Imaginez un instant une humanité qui serait un « nous » plutôt qu’un assemblage de « moi » en bagarre les uns contre les autres…
Je lisais ce matin un article concernant les recherches de Joel Bockaert, un neuropharmacologue de renom ayant notamment fondé l’institut CNRS-INSERM de Pharmacologie-Endocrinologie. Ses travaux ont essentiellement été consacrés à comprendre les communications intercellulaires du cerveau.
Cet article concernait les états de conscience modifiées, induits par différents procédés, drogues psychédéliques, transes chamaniques, musiques rythmiques ou danses, qui amènent un individu à se désindividualiser, à s’oublier comme entité unique pour atteindre un état de fusion avec le tout, avec l’univers entier dans lequel on évolue.
Le professeur Bockaert s’est intéressé à ces états de conscience modifiées notamment pour soigner ceux qui sont pris avec une dépression chronique ou des dépendances. Certaines études cliniques ont démontré qu’en traitant les patients avec de la psilocybine (champignons magiques), un peu plus de 25% d’entre eux entraient en rémission dans les semaines suivants de traitement.
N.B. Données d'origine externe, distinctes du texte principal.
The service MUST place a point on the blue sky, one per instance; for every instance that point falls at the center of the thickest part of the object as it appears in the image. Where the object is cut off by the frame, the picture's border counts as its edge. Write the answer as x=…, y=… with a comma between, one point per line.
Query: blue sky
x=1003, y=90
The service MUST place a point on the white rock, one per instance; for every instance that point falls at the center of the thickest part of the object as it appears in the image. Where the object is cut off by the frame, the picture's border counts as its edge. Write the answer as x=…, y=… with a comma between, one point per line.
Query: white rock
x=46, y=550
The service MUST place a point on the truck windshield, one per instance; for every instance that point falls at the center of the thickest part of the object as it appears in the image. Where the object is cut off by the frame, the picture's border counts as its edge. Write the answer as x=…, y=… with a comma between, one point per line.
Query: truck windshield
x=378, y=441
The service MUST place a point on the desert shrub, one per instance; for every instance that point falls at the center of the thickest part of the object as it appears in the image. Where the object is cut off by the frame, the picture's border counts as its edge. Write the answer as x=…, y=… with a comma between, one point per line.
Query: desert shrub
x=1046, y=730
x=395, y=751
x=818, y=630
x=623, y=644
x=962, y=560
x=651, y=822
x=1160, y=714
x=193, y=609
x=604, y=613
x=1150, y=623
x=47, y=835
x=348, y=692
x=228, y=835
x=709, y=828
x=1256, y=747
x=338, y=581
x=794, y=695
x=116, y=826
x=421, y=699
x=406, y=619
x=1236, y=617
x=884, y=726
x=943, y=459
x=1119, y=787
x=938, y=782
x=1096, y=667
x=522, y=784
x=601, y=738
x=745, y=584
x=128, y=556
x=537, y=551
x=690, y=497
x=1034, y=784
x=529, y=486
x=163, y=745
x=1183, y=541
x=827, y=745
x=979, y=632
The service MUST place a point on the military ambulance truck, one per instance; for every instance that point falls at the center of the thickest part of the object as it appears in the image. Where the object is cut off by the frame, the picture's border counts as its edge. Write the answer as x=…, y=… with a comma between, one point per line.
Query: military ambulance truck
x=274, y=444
C’est l’effet dissociatif qui serait semble-t-il à l’origine de ces bienfaits en modifiant le réseau cérébral de son mode par défaut qui s’active dès que l’esprit vagabonde, ressasse le passé, l’avenir ou l’intention de l’autre et qui ramène l’individu à reproduire des comportements ou états de pensée qui lui sont nuisibles. L’effet peut être immédiat et se prolonger dans le temps, même après un seul traitement.
Article intéressant…
Mais cela m’a amené à réfléchir plus loin sur le moi et le nous. Il y a quelques années, j’avais publié un billet concernant le cas de Jill Taylor, une neuroanatomiste ayant vécu un AVC et où la partie gauche de son cerveau était devenue complètement silencieuse, ce qui l’avait amenée dans un état de désindividualisation où elle se sentait connectée à l’univers entier en parfaite harmonie.
Le moi s’était tu pour faire place au nous. Un témoignage qui m’avait beaucoup remué.
Quand on pense juste à notre propre corps. Chacune de nos cellules agit de concert avec toutes les autres en fonction de la survie et de la bonne marche du corps. C’est une machine extrêmement sophistiquée et bien huilée. Le moi, ici, c’est moi, enfin disons toutes ces cellules qui forment mon corps et qui sont soumis à ma volonté ou du moins en partie à ma volonté, parce qu’il y a des mécanismes inconscients. Normalement, dans le corps, quand une cellule ne peut plus jouer son rôle correctement pour le bien du « Nous », elle se suicide par apoptose. C’est le sacrifice ultime. Il n’y a que les cellules cancéreuses qui se rebellent et décident de survivre envers et contre toutes, recréant un réseau sanguin pour s’alimenter et se diffusant aussi dans le reste du corps, comme un nouveau « moi » qui décide de partir à la conquête du corps.
C’est à se demander si l’individualisme ne serait finalement que le cancer de l’humanité.